# Experiment Plan: Comparing Flow-Based Generative Models vs Discrete Time Models

## Overview
This experiment investigates whether flow-based generative models (continuous time) provide significant advantages over discrete time models for time series prediction tasks. The hypothesis is that for inherently predictable time series, the gap between continuous FBGM and discrete models will be small, while for less predictable data, this gap will increase.

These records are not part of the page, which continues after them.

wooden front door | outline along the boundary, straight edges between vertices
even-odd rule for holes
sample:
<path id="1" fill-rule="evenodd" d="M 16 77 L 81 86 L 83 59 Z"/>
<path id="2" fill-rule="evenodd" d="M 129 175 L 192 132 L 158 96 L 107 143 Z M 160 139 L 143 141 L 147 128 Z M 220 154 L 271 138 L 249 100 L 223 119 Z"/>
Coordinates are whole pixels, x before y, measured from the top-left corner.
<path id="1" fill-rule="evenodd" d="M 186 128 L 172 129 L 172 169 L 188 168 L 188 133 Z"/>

The key theoretical difference is that flow-based models operate in continuous time and can use both current state and history for predictions, while discrete models only utilize history.

## Experiment Checklist

### 1. Dataset Construction
- [X] Create a 1D harmonic oscillator CRF with controllable parameters:
  - [X] Observation noise (varying levels)
  - [X] Process noise (varying levels)
  - [X] Time between observations (varying intervals)
- [X] Generate separate datasets for each parameter combination

### 2. Model Implementation
- [ ] Modify existing models:
  - [ ] Use existing autoregressive model from `autoregressive.py`
  - [ ] Create modified version of neural SDE from `neural_sde.py` adapted to work in continuous time
  - [ ] Both models should be simplified to a single-layer RNN
  - [ ] Both models should not use conditioning on `yts` for predictions
  - [ ] Implement function in `autoregressive.py` to get continuous extension of backward messages
  - [ ] (Optional) Experiment with different base linear SDEs:
    - [ ] Use Brownian motion SDE (first priority)
    - [ ] Use harmonic oscillator SDE
    - [ ] Use tracking model SDE
    - [ ] Compare performance across different base dynamics

### 3. Training Setup
- [X] Create configuration files for experiments
  - [X] Setup appropriate hyperparameters
  - [X] Create configuration for each dataset combination
  - [X] Ensure configurations allow easy batch experiment launching

### 4. Evaluation
- [ ] Implement evaluation method to calculate log likelihood:
  - [ ] For continuous time model: use regular predictions
  - [ ] For discrete model: use continuous extension of autoregressive model
  - [ ] Collect log likelihood for each time point between (0, t_max)

### 5. Results Aggregation
- [ ] Create pandas DataFrame with:
  - [ ] Rows for each (data + model) pair
  - [ ] Columns for:
    - [ ] Observation noise
    - [ ] Process noise
    - [ ] Time between observations
    - [ ] Model type
    - [ ] Average log likelihood across entire time range
  - [ ] (Optional) Include base SDE type as an additional column if multiple base SDEs are tested
    - [ ] Compare performance differences between Brownian motion, harmonic oscillator, and tracking models
- [ ] Generate initial analysis of results

## Next Steps
After completing these steps, more detailed plots and analyses will be conducted to fully explore the hypothesis.